The painting was purchased for the museum in 1909.
Text: Frithjof Bringager
Artist/producer
Edvard Munch
Visual artist, Painter, Graphic artist, Photographer, Drawing artist
Born 12.12.1863 in Løten, Hedmark, death 23.01.1944 in Oslo
Edvard Munch worked as an artist for over sixty years. He was creative, ambitious and hardworking. He produced nearly two thousand paintings, hundreds of graphic motifs and thousands of drawings. In addition, he wrote poems, prose and diaries. The Scream, Madonna, Death in the Sickroom and the other symbolist works from the 1890s have made him one of the most famous artists of our time.
"Don't become an artist!"
Edvard wanted to become an artist early on, and there was no doubt that he had talent. But his father refused to allow him to follow his dream, so Edvard began studying engineering. But already after one year he chose to defy his father, and switched from engineering college to the Norwegian National Academy of Craft and Art Industry in Kristiania, now Oslo.

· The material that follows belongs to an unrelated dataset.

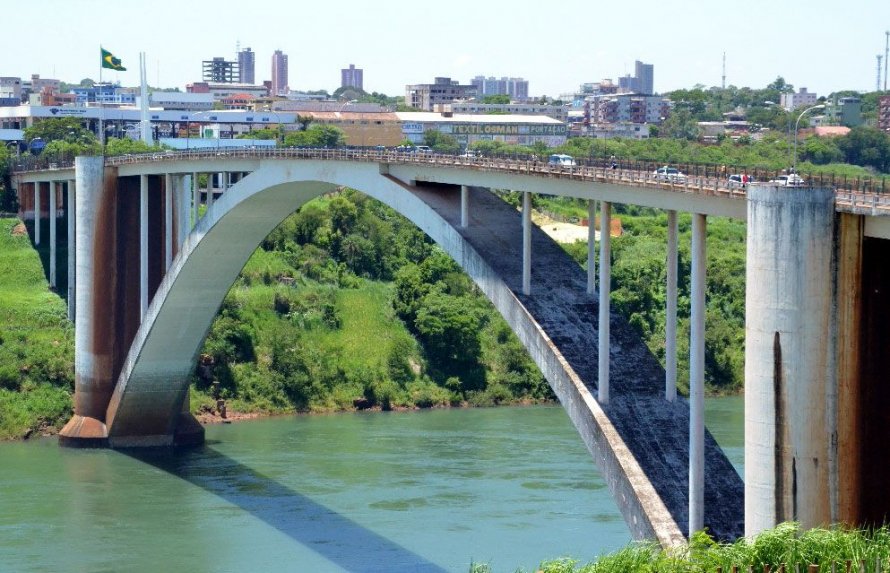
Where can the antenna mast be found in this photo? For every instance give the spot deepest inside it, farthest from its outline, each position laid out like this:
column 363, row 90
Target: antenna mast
column 886, row 56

A talented and provocative bohemian
It was obvious to everyone in the Norwegian art community that the young man showed rare talent. In 1883, at the age of 20, he debuted at Høstutstillingen (The Autumn Exhibition). In 1886, Munch became acquainted with author and anarchist Hans Jæger, a leading figure in the Kristiania bohemian community. The bohemian community convinced Munch that the arts had to renew themselves to reach people and to have relevance in their lives. In the same year he exhibited the painting The Sick Child. This generated debate!
Courage led to breakthrough
Some acclaimed The Sick Child a work of genius, while others deemed it unfinished and unworthy of exhibition. Today it is considered to mark Munch's breakthrough. It was here that demonstrated the independence and willingness to break fresh ground.
From this point until his final brush strokes, his artistic practice can be summed up in just word: experimentation. Munch did not care about established "rules" for so-called good art. His techniques in both painting and graphics were innovative.
From people's emotional life to agriculture and landscape
Henrik Ibsen's plays about humanity's existential challenges inspired Munch. Themes such as death, love, sexuality, jealousy and anxiety were central to his early images. Some themes sprang from personal experience. For example, Death in the Sickroom and The Sick Child are linked to his memory of his mother and sister's illnesses and early deaths.
After 1910, Munch chose a quieter and secluded life. At his own farms at Ekely in Oslo and in Hvitsten, he found entirely new motifs, such as agriculture, working life and landscapes. Man in the Cabbage Field is a typical example from this period.